Agile From The Ground Up: Strangulation: The Pattern of Choice for Risk Mitigating, ROI-Maximizing Agilists When Rewriting Legacy Systems

"The most important reason to consider a strangler application over a cut-over rewrite is reduced risk. A strangler can give value steadily and the frequent releases allow you to monitor its progress more carefully. Many people still don't consider a strangler since they think it will cost more - I'm not convinced about that. Since you can use shorter release cycles with a strangler you can avoid a lot of the unnecessary features that cut over rewrites often generate." -- Martin Fowler, Chief Scientist, ThoughtWorks, on The Strangler Pattern

When rewriting a system in a new technology, it's tempting to think that the task will be easier and quicker than the first time it was written. Because of this, sometimes business sponsors believe that a "waterfall" or "big bang all at once" approach will work out, but this is rarely the case for any project large enough and important enough to warrant rewriting. It's always important to practice iterative and incremental development to provide for feedback loops. But, it's even more important to do this in the case of a large application rewrite. This article will explain why this is true. There are a few bedrock development principles that project sponsors and team members should put into practice to ensure the success of large scale migrations. Having learned these lessons from experience, these are:

Involve business sponsors and end-users directly (or a user-experience specialist) and the entire support and operations teams during the entire rewrite
Involve permanent quality-assurance professionals from the beginning and during the entire rewrite
Design, code, and test one complete feature rewritten from the existing system as quickly as possible
Thereafter, design, code, test, and pilot user-valued, return-on-investment-generating (ROI) features in small increments
Most importantly, continuously build team member skills, knowledge, and leadership abilities

Lessons Learned in Rewriting Large Legacy Systems

In February of 2006 I joined a small .NET consulting company. Shortly thereafter I was assigned to a brand new project for one of their clients to analyze, design, and develop a new version of an existing electronic commerce platform. The system was a highly successful, niche-market leading auction site with nearly 700,000 registered users at the time. In operation for more than seven years by then, the system was built on classic ASP, C++/COM, and SQL Server 2000. It consisted of about 330 ASP pages. Our client wanted to do two primary things. First, he wanted to add new, value-added features to the system to provide a much better user experience, one that would be similar to eBay. These features would be called "My Auctions". This new set of features would take the place of roughly 30 pages from the existing web site. Second, he wanted to migrate the other 300 pages, without introducing any functionality or usability improvements, to ASP.NET WebForms. Having already personally designed and developed the entire business object back-end COM objects, he wanted all of the new web site to reuse this investment by utilizing COM Interop.

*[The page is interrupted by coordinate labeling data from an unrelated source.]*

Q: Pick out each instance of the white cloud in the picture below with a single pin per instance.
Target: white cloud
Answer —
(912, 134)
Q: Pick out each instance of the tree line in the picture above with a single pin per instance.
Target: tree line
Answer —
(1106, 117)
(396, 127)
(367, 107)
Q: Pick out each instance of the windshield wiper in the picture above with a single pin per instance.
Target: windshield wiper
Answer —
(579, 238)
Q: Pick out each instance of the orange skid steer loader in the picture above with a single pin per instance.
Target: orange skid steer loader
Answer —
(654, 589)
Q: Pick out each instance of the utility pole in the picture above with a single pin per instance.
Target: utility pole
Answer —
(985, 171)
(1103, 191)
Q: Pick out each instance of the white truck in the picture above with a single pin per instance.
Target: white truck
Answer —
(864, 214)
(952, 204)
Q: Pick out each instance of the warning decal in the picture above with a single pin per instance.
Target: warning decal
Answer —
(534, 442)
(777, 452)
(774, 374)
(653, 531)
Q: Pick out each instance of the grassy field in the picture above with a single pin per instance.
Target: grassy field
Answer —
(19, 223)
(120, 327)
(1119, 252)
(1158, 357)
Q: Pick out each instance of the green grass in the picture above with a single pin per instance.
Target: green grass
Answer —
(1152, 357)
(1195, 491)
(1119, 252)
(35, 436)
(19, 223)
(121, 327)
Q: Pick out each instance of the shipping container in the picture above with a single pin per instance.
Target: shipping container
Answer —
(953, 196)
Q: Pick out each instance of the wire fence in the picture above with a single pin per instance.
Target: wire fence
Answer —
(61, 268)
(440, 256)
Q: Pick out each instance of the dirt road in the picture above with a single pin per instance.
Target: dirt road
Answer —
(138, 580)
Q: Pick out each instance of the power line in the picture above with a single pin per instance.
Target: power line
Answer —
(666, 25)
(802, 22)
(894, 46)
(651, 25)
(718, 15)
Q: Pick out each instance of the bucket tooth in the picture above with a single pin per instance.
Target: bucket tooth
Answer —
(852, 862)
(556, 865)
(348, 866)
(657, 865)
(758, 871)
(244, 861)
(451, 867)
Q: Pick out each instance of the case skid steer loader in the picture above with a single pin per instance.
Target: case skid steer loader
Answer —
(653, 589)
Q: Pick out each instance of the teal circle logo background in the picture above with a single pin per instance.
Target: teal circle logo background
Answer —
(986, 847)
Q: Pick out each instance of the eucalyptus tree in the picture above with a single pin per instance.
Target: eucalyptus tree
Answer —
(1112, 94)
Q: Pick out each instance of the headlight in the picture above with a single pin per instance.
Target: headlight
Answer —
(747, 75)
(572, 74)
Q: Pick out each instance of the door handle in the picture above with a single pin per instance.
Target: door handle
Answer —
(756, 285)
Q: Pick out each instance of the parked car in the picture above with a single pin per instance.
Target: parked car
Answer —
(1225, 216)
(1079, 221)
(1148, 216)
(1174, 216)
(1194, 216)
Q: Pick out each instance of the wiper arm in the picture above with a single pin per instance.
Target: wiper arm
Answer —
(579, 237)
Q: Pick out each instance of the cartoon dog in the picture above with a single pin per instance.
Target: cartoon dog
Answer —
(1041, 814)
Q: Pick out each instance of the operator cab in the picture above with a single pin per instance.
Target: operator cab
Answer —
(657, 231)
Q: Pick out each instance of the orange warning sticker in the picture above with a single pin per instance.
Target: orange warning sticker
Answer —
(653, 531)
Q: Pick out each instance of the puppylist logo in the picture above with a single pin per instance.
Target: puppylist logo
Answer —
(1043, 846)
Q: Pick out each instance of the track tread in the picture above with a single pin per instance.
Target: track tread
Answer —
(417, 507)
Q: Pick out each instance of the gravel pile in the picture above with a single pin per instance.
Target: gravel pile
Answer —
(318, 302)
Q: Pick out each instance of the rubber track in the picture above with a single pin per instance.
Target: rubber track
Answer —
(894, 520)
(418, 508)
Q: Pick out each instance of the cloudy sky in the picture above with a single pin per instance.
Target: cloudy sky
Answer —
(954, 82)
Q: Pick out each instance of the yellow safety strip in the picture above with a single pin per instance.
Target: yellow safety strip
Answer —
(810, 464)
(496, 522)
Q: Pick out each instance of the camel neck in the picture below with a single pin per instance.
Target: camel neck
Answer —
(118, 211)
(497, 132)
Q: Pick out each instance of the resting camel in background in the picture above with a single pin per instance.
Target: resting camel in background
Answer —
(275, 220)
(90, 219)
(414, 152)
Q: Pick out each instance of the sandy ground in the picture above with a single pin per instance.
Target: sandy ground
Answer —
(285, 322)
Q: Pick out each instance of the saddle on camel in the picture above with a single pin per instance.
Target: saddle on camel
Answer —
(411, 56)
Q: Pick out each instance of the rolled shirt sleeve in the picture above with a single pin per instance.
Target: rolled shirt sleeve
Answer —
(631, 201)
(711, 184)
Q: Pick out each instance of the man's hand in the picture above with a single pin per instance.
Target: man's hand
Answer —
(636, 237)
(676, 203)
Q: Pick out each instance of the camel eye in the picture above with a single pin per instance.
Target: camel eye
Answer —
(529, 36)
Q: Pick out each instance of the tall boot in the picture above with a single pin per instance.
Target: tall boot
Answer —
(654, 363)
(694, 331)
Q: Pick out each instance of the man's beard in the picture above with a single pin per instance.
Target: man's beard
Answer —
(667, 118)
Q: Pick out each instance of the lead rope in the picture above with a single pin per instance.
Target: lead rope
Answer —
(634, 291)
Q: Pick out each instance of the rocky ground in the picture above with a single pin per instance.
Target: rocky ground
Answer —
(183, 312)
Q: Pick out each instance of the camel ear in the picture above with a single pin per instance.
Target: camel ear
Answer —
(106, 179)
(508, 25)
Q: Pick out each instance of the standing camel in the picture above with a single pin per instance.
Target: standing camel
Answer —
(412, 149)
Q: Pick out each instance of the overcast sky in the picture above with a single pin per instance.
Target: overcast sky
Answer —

My Recommendation: Perform a Phased, Vertical Migration One Piece at a Time

My first assignment was to analyze the existing ASP and C++ code to and produce a migration strategy recommendation. This strategy document would lay out our company's professional opinion for migrating the system to the .NET platform and the C# language. My recommendation was for our client to perform a vertical migration, which is a migration that incorporates an entire functional slice of a subset of the system (My Auctions) which cuts across all architectural layers (top-to-bottom). In their book The Pragmatic Programmer, Dave Thomas and Andrew Hunt call this a "tracer bullet". This was, in fact, what Microsoft recommended in their best practices guidance documents that I researched about performing large scale system architecture migrations. I recommended that our client hire us to build a new core platform on ASP.NET with C# and get the new, value-added features to market as soon as possible on top of that core platform. Only after these value-added features were in production would we then move on to replacing the rest of the 300 pages with ASP.NET replacements.

My Reasoning: Place Customer Satisfaction, ROI, and Risk Mitigation First

My reasoning was that by creating a new core platform and building the brand new, usability-focused, value-added My Auctions features on top of that, our client would generate a return-on-investment (ROI) much sooner by generating more sales volume with the user-friendly features and would simultaneously mitigate significant risk by testing the viability of the COM Interop strategy. By virtue of the features being value-added, there would be no risk whatsoever for him to deploy them to a parallel web server and get his users to begin pilot testing the system and providing valuable feedback early on in the game when he could still make significant changes prior to committing to replacing the entire system with the new technology.

I've since learned from Dan North at QCon 2010 in S.F. that is called The Strangler Pattern according to Martin Fowler, hence the title of this post!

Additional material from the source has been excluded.